Please contact the application's support team for more information.

The Solution:

I found this post in the RubyInstaller google group where Luis Lavena had worked with someone else seeing the same issue, and he recognized it as a problem with the json gem version 1.4.6 x86-mingw32 not having binaries for Ruby 1.9.

His recommended fix, that worked for me, is to run:

> gem uninstall json

Then download and install DevKit for the Ruby installation I was using (I’m using pik and was trying to set up a new environment, see the details below)

Then run:

> gem install json --platform=ruby

And then the rails generate rspec:install and rails generate cucumber:install commands worked as expected.

Please comment if this post helped you with the same issue, or if you know how to fix this issue so that it won’t bite others in the future. I’m still a beginning Rubyist (I’ve gotten to a point where I’m starting to know how much I don’t know), and I’m definitely interested in working on this and other problems (which was my original intention of this evening!!!) but I don’t know exactly how to go about doing such things yet, in many cases.

More details:

I’m using pik, the Windows alternative to rvm. My overall goal was to create a new, clean pik environment in which I could create a new rails app using a clean gemset.

So I used the RubyInstaller (thank you again, Luis!) to install Ruby 1.9.2, then I added it to pik and switched to it.

Then I started installing– rails 3.0.3 and cucumber 0.9.4 (the gem I’m interested in reproducing a bug with/patching).

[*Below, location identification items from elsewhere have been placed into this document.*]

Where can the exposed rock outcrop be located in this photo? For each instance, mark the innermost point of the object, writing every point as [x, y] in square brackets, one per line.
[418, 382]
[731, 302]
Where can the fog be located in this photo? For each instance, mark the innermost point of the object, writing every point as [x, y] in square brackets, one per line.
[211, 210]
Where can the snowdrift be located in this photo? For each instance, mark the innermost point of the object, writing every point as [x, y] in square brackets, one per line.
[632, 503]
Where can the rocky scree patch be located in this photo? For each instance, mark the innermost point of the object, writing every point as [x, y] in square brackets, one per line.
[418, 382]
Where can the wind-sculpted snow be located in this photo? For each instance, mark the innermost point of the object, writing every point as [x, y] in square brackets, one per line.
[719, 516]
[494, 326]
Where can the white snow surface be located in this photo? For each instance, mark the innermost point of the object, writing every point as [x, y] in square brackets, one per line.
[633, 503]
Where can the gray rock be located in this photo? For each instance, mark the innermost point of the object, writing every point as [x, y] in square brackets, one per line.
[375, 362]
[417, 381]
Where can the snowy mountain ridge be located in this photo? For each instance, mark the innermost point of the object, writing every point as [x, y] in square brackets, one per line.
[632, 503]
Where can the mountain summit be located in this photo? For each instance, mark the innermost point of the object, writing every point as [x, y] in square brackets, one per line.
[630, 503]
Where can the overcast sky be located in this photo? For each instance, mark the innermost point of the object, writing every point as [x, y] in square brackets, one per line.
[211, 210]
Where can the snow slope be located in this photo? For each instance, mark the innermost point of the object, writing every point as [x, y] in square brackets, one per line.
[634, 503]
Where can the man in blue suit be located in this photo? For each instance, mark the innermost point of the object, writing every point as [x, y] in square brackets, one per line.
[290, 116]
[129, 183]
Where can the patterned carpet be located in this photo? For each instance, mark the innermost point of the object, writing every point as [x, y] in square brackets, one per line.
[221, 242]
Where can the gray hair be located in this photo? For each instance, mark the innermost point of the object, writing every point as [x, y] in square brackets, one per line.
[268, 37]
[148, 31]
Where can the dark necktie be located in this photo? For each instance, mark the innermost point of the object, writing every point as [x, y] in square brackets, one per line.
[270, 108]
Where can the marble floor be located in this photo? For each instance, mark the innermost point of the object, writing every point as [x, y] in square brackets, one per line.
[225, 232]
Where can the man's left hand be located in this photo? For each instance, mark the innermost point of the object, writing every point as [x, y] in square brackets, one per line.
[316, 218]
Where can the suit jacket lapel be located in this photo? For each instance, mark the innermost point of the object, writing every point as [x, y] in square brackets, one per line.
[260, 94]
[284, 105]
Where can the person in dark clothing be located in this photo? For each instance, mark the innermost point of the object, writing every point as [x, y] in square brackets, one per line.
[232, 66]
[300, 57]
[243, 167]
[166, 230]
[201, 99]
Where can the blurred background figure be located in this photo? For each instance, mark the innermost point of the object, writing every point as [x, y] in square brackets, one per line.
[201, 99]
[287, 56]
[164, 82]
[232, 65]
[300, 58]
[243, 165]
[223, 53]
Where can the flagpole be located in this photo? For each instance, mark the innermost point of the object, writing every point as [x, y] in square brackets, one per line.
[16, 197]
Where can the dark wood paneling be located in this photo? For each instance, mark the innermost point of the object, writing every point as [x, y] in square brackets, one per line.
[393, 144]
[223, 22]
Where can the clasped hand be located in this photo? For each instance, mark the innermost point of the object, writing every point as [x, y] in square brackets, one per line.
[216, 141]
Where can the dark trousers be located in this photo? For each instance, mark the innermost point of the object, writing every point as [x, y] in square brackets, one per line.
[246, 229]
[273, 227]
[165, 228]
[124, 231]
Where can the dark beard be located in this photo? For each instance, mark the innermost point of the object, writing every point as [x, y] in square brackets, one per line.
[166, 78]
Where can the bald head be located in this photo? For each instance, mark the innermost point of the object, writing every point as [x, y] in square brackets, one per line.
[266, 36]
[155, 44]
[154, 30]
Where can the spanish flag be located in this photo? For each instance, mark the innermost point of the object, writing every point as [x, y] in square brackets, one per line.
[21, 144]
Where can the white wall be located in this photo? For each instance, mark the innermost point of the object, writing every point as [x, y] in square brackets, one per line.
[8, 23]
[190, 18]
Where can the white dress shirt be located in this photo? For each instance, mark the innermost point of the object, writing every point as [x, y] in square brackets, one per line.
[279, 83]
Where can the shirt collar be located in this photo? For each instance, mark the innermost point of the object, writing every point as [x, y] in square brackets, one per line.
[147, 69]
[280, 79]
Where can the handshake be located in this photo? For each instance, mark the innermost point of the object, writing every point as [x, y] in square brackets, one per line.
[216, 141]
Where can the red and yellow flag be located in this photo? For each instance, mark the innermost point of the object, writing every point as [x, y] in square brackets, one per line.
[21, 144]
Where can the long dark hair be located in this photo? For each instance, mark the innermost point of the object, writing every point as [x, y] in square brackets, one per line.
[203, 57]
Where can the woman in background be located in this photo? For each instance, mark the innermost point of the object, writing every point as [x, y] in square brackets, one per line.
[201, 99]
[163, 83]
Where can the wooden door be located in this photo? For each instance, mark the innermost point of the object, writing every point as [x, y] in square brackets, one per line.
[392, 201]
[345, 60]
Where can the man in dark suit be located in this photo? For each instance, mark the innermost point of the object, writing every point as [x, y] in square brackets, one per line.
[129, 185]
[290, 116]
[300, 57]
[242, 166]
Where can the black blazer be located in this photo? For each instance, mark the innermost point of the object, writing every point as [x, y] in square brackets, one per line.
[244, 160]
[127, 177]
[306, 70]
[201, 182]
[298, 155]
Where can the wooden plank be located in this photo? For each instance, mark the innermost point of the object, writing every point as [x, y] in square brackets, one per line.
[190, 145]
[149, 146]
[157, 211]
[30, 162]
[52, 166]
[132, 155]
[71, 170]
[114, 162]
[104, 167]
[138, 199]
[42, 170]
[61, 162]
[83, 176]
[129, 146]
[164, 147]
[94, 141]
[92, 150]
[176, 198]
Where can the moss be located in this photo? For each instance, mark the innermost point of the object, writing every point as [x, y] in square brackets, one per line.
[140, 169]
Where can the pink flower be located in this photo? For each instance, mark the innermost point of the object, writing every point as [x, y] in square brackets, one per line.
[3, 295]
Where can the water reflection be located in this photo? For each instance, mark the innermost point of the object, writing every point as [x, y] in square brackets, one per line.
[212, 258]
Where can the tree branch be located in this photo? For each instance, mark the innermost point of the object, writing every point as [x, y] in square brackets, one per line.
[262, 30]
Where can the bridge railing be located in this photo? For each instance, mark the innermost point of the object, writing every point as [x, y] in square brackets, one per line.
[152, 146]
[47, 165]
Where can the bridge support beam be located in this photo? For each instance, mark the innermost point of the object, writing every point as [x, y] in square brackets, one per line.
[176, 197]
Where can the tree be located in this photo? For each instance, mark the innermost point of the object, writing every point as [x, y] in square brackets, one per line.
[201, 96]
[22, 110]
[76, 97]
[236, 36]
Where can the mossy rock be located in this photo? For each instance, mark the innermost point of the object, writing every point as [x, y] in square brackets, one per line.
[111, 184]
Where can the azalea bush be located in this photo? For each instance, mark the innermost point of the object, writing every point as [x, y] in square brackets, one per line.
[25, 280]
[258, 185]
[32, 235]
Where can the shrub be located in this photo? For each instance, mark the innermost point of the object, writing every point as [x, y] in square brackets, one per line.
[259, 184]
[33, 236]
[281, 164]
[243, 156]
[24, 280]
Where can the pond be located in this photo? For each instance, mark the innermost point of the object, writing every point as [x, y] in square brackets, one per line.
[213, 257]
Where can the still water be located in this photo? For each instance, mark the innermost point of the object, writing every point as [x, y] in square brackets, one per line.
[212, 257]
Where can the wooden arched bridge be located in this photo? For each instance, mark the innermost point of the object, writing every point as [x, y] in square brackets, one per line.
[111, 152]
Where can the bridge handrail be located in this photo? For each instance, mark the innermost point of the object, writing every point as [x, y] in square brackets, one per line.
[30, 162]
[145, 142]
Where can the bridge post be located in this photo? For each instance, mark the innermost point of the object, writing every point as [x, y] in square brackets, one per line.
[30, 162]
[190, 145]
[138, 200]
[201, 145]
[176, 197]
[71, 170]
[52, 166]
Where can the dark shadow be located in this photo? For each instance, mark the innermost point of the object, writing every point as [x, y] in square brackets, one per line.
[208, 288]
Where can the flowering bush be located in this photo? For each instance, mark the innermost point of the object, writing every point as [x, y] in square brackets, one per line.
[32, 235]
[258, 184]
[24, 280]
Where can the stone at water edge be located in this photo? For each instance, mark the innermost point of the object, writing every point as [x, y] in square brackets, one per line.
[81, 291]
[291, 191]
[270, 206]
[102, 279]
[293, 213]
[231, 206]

At that point I switched to following The RSpec Book starting on page 286 (of printing 1) which has you do:

> rails new <my-app>
> cd <my-app>

Modify your Gemfile to be:

source 'http://rubygems.org'

gem 'rails', '3.0.3'
gem 'sqlite3-ruby', :require => 'sqlite3'

group :development, :test do
gem 'rspec-rails', ">=2.0.0"
gem 'cucumber-rails', ">=0.3.2"
gem 'webrat', ">= 0.7.2"
end

Then run:

> bundle install

And then finally:

> rails generate rspec:install

And that is how I got to the cross-thread violation on rb_gc(). Phew.

How I got to the solution:

Google searches for:

  • rails generate rspec install bug cross-thread violation
  • "cross-thread violation on rb_gc"
  • pik ruby windows cross-thread violation rb_gc
  • +pik +ruby +windows +cross-thread +violation +rb_gc (yes, google, i really want ALL these terms to be in the pages you give me... what is this, 1997? That's another post...)
  • site:ruby-forum.com "cross-thread violation on rb_gc"
  • bug cross-thread violation dll (i had seen a dll having to do with 1.8 being referenced in the details of the crash as reported by windows)
  • bug cross-thread violation rb_gc dll

Stack overflow searches for:

  • [ruby] [cucumber] cross-thread violation
  • [cucumber] cross-thread violation
  • [rspec] cross-thread violation

I also looked at the issue trackers for pik and a lot of posts on the Ruby Forum.

I have now learned that the RubyInstaller google group is a good place to start looking for windows+ruby related issues.